そう言われて、たしかに……、と思い返す。まだ覚えたてで、自信がないときの音合わせは本当に難しいし、若干の音程の変化も覚えた後より多い。

「君はさ、もっと自分に自信を持っていいんだよ」

「だけど、本当に、私……。ダメなんです……。後輩のほうが売れていて、私は事務所のお荷物で……」

「あ、事務所には所属しているのか……。うーん、タイミングとか売り出し方、それにその時に流行っている系統にもよるからなぁ……」

向坂先輩は、うんうんと唸りながら、思いつく限りの要因を挙げていく。でもどれも、私を責める言葉はなかった。

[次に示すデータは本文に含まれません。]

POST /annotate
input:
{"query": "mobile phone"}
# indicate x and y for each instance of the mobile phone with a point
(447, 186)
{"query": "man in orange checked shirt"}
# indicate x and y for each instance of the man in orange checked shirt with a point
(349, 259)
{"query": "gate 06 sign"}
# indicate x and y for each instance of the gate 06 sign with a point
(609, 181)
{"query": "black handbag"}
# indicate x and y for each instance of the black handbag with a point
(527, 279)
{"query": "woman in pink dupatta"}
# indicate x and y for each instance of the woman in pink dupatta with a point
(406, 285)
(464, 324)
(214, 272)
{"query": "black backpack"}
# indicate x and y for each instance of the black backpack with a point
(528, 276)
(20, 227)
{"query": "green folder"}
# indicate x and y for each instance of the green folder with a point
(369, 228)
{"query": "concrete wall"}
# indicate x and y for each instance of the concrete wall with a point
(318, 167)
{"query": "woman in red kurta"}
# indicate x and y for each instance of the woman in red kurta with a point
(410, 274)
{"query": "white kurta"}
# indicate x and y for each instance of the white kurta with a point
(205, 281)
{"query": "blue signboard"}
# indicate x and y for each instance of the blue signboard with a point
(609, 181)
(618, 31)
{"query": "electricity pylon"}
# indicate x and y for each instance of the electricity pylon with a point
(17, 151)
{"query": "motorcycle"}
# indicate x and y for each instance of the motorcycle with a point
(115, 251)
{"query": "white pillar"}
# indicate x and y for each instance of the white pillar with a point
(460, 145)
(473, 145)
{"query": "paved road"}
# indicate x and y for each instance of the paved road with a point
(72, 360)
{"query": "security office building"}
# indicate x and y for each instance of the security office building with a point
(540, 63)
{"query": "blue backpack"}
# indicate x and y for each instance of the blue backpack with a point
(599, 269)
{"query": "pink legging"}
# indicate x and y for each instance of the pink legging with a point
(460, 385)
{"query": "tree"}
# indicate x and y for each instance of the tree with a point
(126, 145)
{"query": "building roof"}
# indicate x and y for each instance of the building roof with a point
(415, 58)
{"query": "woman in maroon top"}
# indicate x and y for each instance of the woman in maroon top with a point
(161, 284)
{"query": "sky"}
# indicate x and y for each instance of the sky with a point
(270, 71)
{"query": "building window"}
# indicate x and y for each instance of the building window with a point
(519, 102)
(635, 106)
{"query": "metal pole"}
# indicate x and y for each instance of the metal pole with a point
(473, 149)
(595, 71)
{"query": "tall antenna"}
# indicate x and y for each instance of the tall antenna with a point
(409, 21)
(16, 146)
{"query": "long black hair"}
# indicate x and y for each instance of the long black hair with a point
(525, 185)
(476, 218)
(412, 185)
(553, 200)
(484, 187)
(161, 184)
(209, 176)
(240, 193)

「もしかしたらだけどね、事務所が君の売り出し方を間違った可能性だってある。君は、明らかに可愛いを前面に出すアイドル向きじゃない。あっ、アイドル目指してたら、ごめん」

「あ、いえ、アイドルは目指していないので……」

「うん、じゃあ君の売り出し方に問題があったんじゃないかな? 後輩と君では得意なことも何もかも違うだろう? それなのに同じようにやるだけでは失敗もするよ。それで事務所の荷物だと感じさせられる環境なのであれば、事務所を変えるのも、一つの手だと、俺は思うね」

まるで、私がKanaeだと分かっているような口ぶり。もしやと思って私が誰だか知っているのか、聞いてみたがわからないと、申し訳なさそうに言われた。それに彼はデビューもしてないと思っているようで、それならKanaeとはわからないよな、と自分を納得させる。

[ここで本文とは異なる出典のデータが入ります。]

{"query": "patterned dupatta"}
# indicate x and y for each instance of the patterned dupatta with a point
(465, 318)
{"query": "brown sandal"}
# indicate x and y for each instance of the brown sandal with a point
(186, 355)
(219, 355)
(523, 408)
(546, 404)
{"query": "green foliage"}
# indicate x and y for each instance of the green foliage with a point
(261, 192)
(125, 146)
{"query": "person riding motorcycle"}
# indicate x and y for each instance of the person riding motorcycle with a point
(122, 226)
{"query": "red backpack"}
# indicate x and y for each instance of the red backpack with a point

「ま、俺は芸能界の事なんて知らないし、めちゃくちゃど素人の、何も知らない人間からの言葉だから。だから、あんまり深く考えすぎなくてもいいと思う。それに、相談ならいつでも乗るよ」

「え……?」

「ここで出会ったのも、何かの縁だし」

「あ、ありがとうございます……」

そうだ、と言った彼は、今度は自分のことを話し始めた。

「君に変なこと言ったからね、今度は俺の話をするよ。俺、好きな歌手がいるんだ。君は知ってるかな、Kanaeっていう歌手なんだけどね」

「あ、し、知ってます……」

一瞬、肩が跳ねあがるかと思った。まさかここで自分の名前が出るとは思っていなかったからだ。

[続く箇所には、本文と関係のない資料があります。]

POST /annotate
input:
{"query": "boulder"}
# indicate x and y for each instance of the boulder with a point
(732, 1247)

「お、知ってるんだ。さすがだね。Kanaeの声も歌も、全部、俺は大好きでね。ずっと、セカンドシングルからは同じ作曲家の作った楽曲を歌っているけど、その組み合わせも最高で、俺はCDが出るのが楽しみだし、ライブに行けるのも嬉しいんだ」

目の前で話す先輩の目は、とてもキラキラしていた。